Olay Öner’in üzerine yıkıldı

Olay saatine yakın bir zaman diliminde Nevzat Öner'in Muradiye ilçesinden baz verisinin olduğu tespit edilmesinin müvekkilinin olayın içerisinde olmadığının en önemli göstergesi olduğunu söyleyen Av. Karabulut, şunları belirtti: ''Dosya kapsamında Nevzat Öner’in lehine olan ve suçsuzluğunu ispatlayan birçok hususun araştırılmadan karar verildi. Olay bir yönüyle müvekkilin üzerine yıkılmaya çalışıldı. Hukuki açıdan facia denilecek bir karara imza atılmıştır. Temyiz incelemesi halen devam etmektedir. Yargıtay tarafından karar bozulursa yargılama işlemleri sürecektir. Eğer Yargıtay kararı onarsa karar kesinleşecektir. Bu karara karşı Anayasa Mahkemesine bireysel başvuruda bulunulacak ve olağanüstü kanun yoluna başvurulacaktır.
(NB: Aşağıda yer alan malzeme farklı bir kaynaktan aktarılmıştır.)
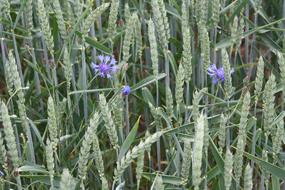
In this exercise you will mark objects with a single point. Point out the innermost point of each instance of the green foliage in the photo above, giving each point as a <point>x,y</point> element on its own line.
<point>69,121</point>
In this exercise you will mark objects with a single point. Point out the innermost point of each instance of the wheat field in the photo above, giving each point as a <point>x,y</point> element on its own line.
<point>142,94</point>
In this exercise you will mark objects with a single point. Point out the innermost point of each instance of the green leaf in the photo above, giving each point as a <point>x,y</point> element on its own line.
<point>274,170</point>
<point>147,96</point>
<point>217,156</point>
<point>275,183</point>
<point>147,81</point>
<point>33,169</point>
<point>129,140</point>
<point>165,178</point>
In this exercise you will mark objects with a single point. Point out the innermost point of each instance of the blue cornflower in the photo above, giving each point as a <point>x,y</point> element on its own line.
<point>217,75</point>
<point>126,90</point>
<point>106,67</point>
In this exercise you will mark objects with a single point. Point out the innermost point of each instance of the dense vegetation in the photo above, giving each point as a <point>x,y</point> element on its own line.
<point>155,94</point>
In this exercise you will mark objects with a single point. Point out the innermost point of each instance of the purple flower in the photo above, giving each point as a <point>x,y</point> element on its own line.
<point>106,67</point>
<point>217,75</point>
<point>126,90</point>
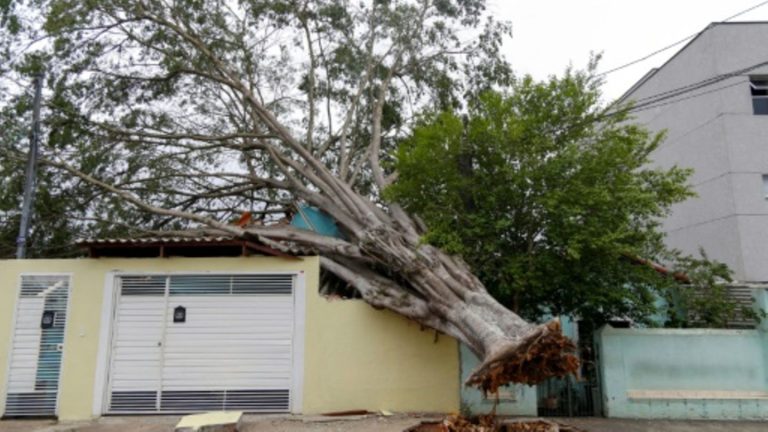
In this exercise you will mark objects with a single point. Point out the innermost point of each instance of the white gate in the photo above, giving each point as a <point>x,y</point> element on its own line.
<point>38,342</point>
<point>202,342</point>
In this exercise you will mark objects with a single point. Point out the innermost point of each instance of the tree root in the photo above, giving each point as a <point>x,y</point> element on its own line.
<point>542,354</point>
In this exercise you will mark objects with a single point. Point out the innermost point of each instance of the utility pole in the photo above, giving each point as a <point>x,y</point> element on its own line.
<point>31,178</point>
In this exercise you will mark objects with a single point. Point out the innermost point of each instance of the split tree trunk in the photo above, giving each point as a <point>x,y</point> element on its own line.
<point>392,268</point>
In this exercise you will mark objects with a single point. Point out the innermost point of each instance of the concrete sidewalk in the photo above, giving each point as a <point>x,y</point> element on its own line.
<point>397,423</point>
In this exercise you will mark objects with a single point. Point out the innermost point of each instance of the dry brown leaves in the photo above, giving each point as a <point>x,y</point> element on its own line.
<point>547,354</point>
<point>490,423</point>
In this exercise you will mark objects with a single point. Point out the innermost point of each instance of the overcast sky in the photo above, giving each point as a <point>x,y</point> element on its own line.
<point>550,34</point>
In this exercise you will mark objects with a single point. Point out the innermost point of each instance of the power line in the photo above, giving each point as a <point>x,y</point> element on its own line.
<point>679,91</point>
<point>687,38</point>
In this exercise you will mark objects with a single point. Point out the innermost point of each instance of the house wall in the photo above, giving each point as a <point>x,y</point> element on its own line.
<point>683,373</point>
<point>714,131</point>
<point>355,357</point>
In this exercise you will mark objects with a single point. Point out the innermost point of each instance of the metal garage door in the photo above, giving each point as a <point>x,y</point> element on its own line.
<point>202,342</point>
<point>38,341</point>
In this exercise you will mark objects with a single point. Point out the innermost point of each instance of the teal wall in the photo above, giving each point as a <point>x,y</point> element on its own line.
<point>686,373</point>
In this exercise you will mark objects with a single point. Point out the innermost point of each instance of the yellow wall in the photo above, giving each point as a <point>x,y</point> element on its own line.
<point>360,358</point>
<point>355,357</point>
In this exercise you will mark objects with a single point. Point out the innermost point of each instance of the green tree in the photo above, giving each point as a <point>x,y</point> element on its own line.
<point>547,194</point>
<point>204,107</point>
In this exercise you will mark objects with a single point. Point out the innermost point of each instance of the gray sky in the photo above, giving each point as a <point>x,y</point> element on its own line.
<point>550,34</point>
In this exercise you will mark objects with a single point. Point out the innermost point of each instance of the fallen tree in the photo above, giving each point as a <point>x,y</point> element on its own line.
<point>204,107</point>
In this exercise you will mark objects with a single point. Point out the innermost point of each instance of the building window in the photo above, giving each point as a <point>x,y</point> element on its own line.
<point>759,89</point>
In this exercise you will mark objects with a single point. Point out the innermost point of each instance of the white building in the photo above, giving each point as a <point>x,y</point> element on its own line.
<point>712,99</point>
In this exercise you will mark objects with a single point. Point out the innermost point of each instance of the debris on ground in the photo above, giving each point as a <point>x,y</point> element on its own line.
<point>216,421</point>
<point>347,413</point>
<point>490,423</point>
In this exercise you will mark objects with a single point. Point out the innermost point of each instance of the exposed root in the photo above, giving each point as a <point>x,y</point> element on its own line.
<point>455,423</point>
<point>543,354</point>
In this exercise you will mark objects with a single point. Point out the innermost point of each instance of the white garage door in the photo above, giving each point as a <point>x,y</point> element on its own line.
<point>202,342</point>
<point>38,341</point>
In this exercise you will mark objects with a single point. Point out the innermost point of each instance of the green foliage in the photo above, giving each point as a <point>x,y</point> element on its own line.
<point>546,196</point>
<point>704,301</point>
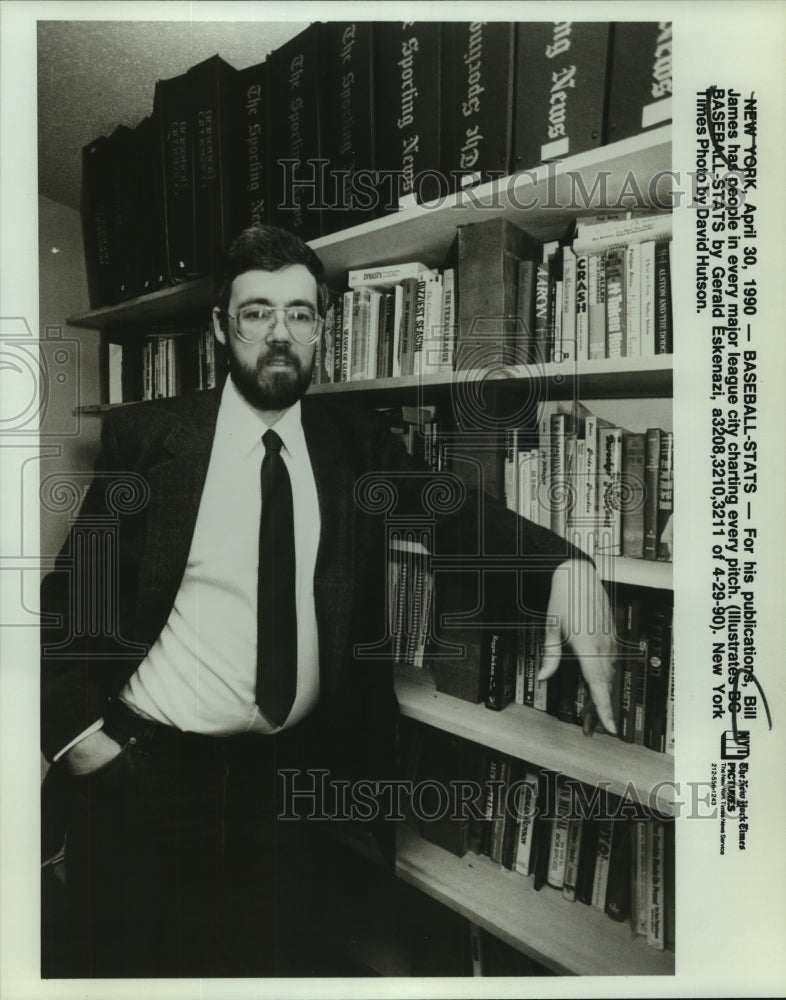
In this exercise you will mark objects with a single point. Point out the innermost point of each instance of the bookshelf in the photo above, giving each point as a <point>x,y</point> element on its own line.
<point>567,937</point>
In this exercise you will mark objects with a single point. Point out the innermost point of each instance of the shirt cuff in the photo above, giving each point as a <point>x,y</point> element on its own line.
<point>98,724</point>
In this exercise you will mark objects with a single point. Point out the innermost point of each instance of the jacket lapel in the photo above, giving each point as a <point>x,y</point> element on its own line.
<point>176,481</point>
<point>335,569</point>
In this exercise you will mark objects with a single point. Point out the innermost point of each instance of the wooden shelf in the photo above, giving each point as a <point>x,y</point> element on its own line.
<point>611,377</point>
<point>568,937</point>
<point>543,201</point>
<point>542,739</point>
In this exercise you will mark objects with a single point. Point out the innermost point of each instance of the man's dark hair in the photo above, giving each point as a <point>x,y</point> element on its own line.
<point>267,248</point>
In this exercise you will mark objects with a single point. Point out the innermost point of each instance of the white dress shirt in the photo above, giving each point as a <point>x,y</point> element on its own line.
<point>200,674</point>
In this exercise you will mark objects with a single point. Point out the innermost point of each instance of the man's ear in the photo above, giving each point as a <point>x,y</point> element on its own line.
<point>218,329</point>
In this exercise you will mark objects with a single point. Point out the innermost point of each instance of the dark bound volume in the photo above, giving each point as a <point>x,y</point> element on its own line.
<point>250,148</point>
<point>297,87</point>
<point>212,90</point>
<point>489,253</point>
<point>407,67</point>
<point>640,78</point>
<point>172,104</point>
<point>97,221</point>
<point>150,261</point>
<point>560,90</point>
<point>349,124</point>
<point>477,101</point>
<point>454,649</point>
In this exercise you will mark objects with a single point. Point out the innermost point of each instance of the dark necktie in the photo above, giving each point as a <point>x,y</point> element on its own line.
<point>276,615</point>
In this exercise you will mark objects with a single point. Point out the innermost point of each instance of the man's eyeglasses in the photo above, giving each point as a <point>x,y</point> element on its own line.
<point>254,323</point>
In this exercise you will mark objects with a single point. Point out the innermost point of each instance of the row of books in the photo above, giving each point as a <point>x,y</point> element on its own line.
<point>608,293</point>
<point>606,489</point>
<point>158,365</point>
<point>589,845</point>
<point>480,661</point>
<point>347,120</point>
<point>392,321</point>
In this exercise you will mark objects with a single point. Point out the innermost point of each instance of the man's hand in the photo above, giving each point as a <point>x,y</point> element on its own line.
<point>579,614</point>
<point>94,751</point>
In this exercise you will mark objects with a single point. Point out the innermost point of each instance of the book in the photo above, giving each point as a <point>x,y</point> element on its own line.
<point>652,450</point>
<point>560,90</point>
<point>488,267</point>
<point>663,315</point>
<point>632,494</point>
<point>297,121</point>
<point>640,78</point>
<point>615,303</point>
<point>477,101</point>
<point>211,85</point>
<point>172,104</point>
<point>386,275</point>
<point>407,111</point>
<point>250,161</point>
<point>348,135</point>
<point>664,548</point>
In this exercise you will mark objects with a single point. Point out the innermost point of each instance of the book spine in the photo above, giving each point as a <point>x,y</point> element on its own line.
<point>609,506</point>
<point>615,303</point>
<point>663,313</point>
<point>632,346</point>
<point>640,87</point>
<point>477,94</point>
<point>651,491</point>
<point>665,496</point>
<point>596,298</point>
<point>633,451</point>
<point>560,90</point>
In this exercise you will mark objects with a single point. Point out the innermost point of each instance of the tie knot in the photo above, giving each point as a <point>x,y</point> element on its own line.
<point>272,442</point>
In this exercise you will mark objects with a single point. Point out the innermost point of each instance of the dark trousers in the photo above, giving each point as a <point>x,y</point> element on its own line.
<point>176,863</point>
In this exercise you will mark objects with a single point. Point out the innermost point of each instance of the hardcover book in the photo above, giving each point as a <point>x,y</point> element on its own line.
<point>477,101</point>
<point>560,90</point>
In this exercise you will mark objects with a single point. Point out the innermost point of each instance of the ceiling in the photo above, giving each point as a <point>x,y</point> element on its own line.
<point>94,75</point>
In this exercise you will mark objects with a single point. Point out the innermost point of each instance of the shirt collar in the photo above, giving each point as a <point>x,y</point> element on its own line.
<point>242,428</point>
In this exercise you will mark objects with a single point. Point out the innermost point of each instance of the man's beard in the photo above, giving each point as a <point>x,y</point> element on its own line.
<point>269,388</point>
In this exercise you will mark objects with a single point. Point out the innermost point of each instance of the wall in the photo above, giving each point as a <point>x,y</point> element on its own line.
<point>70,356</point>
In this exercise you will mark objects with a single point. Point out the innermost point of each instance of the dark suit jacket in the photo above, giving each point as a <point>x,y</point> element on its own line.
<point>141,533</point>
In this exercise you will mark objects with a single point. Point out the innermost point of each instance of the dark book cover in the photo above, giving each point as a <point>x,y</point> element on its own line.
<point>477,101</point>
<point>632,495</point>
<point>587,854</point>
<point>125,214</point>
<point>250,152</point>
<point>658,668</point>
<point>348,136</point>
<point>640,85</point>
<point>407,111</point>
<point>212,84</point>
<point>561,71</point>
<point>151,254</point>
<point>651,486</point>
<point>489,253</point>
<point>98,221</point>
<point>618,887</point>
<point>665,496</point>
<point>664,338</point>
<point>454,649</point>
<point>172,111</point>
<point>297,87</point>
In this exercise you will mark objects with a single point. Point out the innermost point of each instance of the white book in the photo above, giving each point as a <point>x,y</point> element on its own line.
<point>647,252</point>
<point>633,301</point>
<point>605,235</point>
<point>385,275</point>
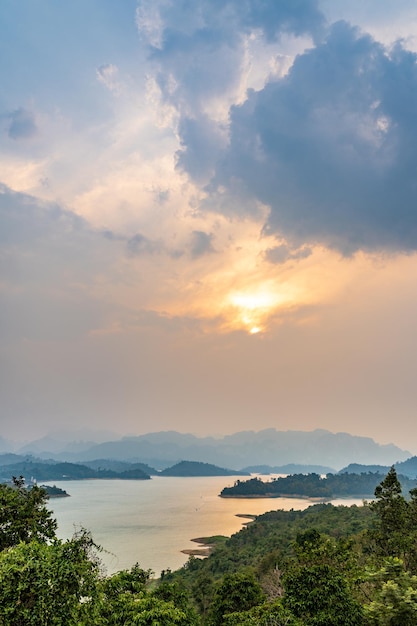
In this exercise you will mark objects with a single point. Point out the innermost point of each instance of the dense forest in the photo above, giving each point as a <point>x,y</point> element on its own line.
<point>312,486</point>
<point>324,566</point>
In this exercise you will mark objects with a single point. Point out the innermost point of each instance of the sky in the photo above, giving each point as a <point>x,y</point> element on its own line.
<point>208,216</point>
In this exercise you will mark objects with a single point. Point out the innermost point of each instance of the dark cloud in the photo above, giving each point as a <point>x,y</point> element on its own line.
<point>201,243</point>
<point>199,45</point>
<point>331,148</point>
<point>202,145</point>
<point>22,124</point>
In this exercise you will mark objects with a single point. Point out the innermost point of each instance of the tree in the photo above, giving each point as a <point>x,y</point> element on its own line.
<point>23,514</point>
<point>47,584</point>
<point>236,592</point>
<point>395,599</point>
<point>318,583</point>
<point>390,534</point>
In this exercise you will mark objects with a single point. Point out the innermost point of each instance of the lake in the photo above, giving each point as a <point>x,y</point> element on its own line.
<point>149,522</point>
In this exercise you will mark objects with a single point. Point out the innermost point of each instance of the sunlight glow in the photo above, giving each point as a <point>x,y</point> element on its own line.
<point>253,308</point>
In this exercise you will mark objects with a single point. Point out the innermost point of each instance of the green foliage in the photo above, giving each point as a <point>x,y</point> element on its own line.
<point>45,584</point>
<point>395,599</point>
<point>395,531</point>
<point>23,515</point>
<point>268,614</point>
<point>310,485</point>
<point>236,592</point>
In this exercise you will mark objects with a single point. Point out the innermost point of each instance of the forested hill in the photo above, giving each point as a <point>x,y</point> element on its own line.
<point>324,566</point>
<point>312,486</point>
<point>194,468</point>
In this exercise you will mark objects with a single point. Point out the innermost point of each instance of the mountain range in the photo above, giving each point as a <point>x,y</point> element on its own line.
<point>239,450</point>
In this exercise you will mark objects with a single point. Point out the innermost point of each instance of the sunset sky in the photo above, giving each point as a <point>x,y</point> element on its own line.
<point>208,216</point>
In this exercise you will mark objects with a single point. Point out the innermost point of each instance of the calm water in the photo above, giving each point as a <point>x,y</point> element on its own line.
<point>149,522</point>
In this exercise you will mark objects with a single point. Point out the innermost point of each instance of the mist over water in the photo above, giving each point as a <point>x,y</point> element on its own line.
<point>149,522</point>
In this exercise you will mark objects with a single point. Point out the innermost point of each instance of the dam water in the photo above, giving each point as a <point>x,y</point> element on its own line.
<point>149,522</point>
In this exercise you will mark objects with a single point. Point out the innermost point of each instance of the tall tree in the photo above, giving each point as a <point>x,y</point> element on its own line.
<point>24,515</point>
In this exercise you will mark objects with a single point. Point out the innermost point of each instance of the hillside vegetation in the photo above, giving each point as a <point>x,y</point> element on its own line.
<point>324,566</point>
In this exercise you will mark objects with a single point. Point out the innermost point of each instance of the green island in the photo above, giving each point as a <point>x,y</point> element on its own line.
<point>312,486</point>
<point>323,566</point>
<point>197,468</point>
<point>53,491</point>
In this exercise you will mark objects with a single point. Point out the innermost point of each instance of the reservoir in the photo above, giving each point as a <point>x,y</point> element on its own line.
<point>150,521</point>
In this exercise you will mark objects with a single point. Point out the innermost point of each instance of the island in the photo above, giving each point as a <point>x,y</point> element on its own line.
<point>312,486</point>
<point>196,468</point>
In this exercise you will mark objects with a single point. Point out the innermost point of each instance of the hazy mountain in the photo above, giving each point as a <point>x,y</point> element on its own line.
<point>266,447</point>
<point>196,468</point>
<point>359,468</point>
<point>406,468</point>
<point>289,468</point>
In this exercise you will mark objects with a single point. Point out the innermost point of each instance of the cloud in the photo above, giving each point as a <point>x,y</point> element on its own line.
<point>201,244</point>
<point>22,124</point>
<point>282,253</point>
<point>52,265</point>
<point>330,148</point>
<point>139,245</point>
<point>199,48</point>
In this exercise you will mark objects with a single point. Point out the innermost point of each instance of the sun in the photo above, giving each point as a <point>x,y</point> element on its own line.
<point>251,309</point>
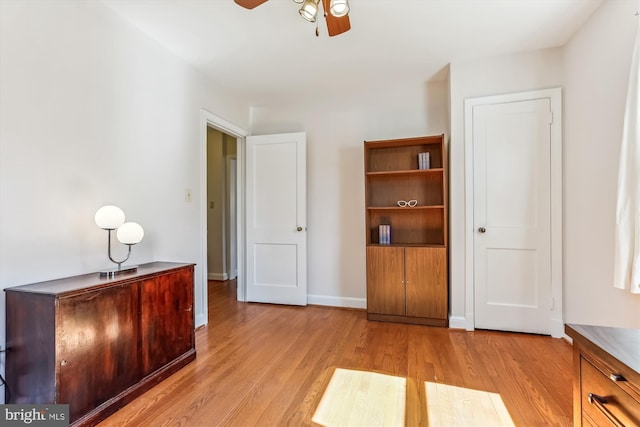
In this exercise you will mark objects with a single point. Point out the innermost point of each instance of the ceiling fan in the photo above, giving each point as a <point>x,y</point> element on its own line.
<point>336,13</point>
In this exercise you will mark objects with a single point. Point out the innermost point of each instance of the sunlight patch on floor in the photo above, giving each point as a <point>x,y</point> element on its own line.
<point>449,406</point>
<point>358,398</point>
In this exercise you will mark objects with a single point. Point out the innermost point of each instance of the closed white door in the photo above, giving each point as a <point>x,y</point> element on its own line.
<point>512,216</point>
<point>276,219</point>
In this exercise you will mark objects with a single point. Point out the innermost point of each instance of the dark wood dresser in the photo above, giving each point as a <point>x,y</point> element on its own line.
<point>606,386</point>
<point>97,343</point>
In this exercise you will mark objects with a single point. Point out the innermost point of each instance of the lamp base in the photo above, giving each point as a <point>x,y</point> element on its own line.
<point>113,272</point>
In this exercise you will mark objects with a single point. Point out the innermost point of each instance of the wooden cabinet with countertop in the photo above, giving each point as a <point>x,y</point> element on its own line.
<point>96,343</point>
<point>606,364</point>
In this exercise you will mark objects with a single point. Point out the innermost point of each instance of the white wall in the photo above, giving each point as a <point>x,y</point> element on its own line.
<point>597,62</point>
<point>484,77</point>
<point>336,128</point>
<point>93,112</point>
<point>592,69</point>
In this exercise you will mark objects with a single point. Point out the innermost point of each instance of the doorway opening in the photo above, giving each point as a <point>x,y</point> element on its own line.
<point>221,205</point>
<point>230,227</point>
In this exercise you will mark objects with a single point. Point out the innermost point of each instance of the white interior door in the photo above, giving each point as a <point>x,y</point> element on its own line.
<point>512,216</point>
<point>276,219</point>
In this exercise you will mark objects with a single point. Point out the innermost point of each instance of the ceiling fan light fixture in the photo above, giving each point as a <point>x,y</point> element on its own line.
<point>309,10</point>
<point>339,8</point>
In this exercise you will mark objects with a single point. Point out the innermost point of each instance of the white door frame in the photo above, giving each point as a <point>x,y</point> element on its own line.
<point>209,119</point>
<point>555,97</point>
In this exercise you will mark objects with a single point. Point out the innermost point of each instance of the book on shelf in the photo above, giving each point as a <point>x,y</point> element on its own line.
<point>423,161</point>
<point>384,234</point>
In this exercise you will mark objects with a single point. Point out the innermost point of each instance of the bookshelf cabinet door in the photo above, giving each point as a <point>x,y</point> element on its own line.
<point>385,280</point>
<point>426,282</point>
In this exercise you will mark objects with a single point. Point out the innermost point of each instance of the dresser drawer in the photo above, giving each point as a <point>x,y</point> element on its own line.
<point>604,402</point>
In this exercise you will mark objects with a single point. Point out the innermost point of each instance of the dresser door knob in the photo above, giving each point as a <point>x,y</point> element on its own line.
<point>617,377</point>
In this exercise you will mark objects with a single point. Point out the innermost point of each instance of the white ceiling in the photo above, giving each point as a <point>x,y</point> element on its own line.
<point>270,53</point>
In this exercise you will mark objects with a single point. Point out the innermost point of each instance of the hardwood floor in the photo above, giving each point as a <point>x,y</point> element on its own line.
<point>269,365</point>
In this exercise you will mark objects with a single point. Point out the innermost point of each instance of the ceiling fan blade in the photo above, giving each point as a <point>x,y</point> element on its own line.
<point>336,26</point>
<point>249,4</point>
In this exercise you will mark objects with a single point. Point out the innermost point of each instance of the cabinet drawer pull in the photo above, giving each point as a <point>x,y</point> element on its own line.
<point>598,402</point>
<point>617,377</point>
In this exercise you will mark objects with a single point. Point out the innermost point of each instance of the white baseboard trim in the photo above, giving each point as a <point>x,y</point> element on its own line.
<point>344,302</point>
<point>457,322</point>
<point>557,328</point>
<point>201,320</point>
<point>217,276</point>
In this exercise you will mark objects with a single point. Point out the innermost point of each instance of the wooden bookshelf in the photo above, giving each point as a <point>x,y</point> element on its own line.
<point>407,278</point>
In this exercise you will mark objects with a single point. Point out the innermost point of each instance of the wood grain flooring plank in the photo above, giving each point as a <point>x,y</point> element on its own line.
<point>269,365</point>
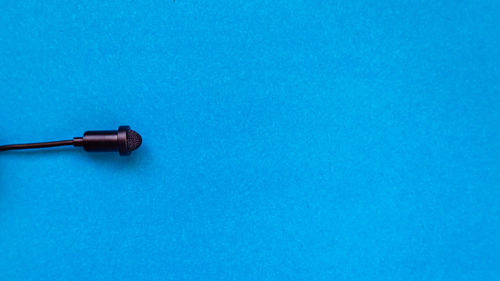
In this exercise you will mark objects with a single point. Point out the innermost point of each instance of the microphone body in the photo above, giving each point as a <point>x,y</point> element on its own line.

Anayasa Mahkemesi’nin talebimizi reddetmesi ihtimalinde ise Avrupa İnsan Hakları Mahkemesi’ne başvuru yapılacaktır.”

Bir hukuk faciası

Van F Tipi Kapalı Cezaevi’nde tutsak olan ve mektup yoluyla görüştüğümüz Nevzat Öner ise yaşadığı durumu bir hukuk faciası olarak değerlendiriyor. İçinde bulunduğu hukuksuzluğu anlatan Öner sözlerini şöyle sürdürüyor: “Bütün maddi deliller olay anında orada olmadığımı, söz konusu aracın benim aracım olmadığını açıkça göstermesine rağmen tarafıma 3 ağırlaştırılmış müebbet ve 18 yıl ceza verilmesi tam anlamıyla hukukun, yasal ve anayasal düzenin katliamıdır. Lehime olan bütün delil ve dayanakları gerekçe bile göstermeden göz ardı eden, siyasi saikler ve nereye dayandığı bence belli olan kanaatlerle karar alan mahkemenin, hukuk ve adalet adına yaptığı bu trajikomik seremonisini hukuki düzlemde değil, politik ve ideolojik aparata dönüşen konumu üzerinden değerlendiriyor, verilen kararın bunun yansıması olduğunu düşünüyorum."

Devlet olaya fail aradı

Olayın hemen ardından HDP yöneticilerinin de bulunduğu 43 kişi gözaltına alınmasını da yaşanan sürecin politik bir durum olduğuna değinen Öner, “Yeterli soruşturma yürütülmeden 43 kişinin gözaltına alınması, önceden belirlenmiş bir plan dahilinde ‘olaya fail arama’dır. Hukuk kılıfıyla giydirilen bu uygulama ve kararların, hukukun temel dayanakları olan maddi ve somut deliller ile değil, hukuk dışı, politik veriler ve fişlemeler ile yapıldığı açıktır. Kendileri için düşman gördükleri herkesi kriminalize ederek, her olayın potansiyel şüphelisi, faili ve suçlusu ilan ettikten sonra, geriye sadece hukuk cübbesi giymiş bir hakimin karar vermesi kalıyor.”

***

AİHM'e kadar gideceğiz

Dosya kapsamında Nevzat Öner’in lehine olan ve suçsuzluğunu ispatlayan birçok hususun araştırılmadan karar verildiğini söyleyen AV. Abdurrahman Karabulut, "Temyiz incelemesi halen devam etmektedir. Yargıtay tarafından karar bozulursa yargılama işlemleri sürecektir. Eğer Yargıtay kararı onarsa karar kesinleşecektir. Bu karara karşı Anayasa Mahkemesi'ne bireysel başvuruda bulunulacak ve olağanüstü kanun yoluna başvurulacaktır. Anayasa Mahkemesi’nin talebimizi reddetmesi ihtimalinde ise Avrupa İnsan Hakları Mahkemesi'ne (AİHM) başvuru yapılacaktır."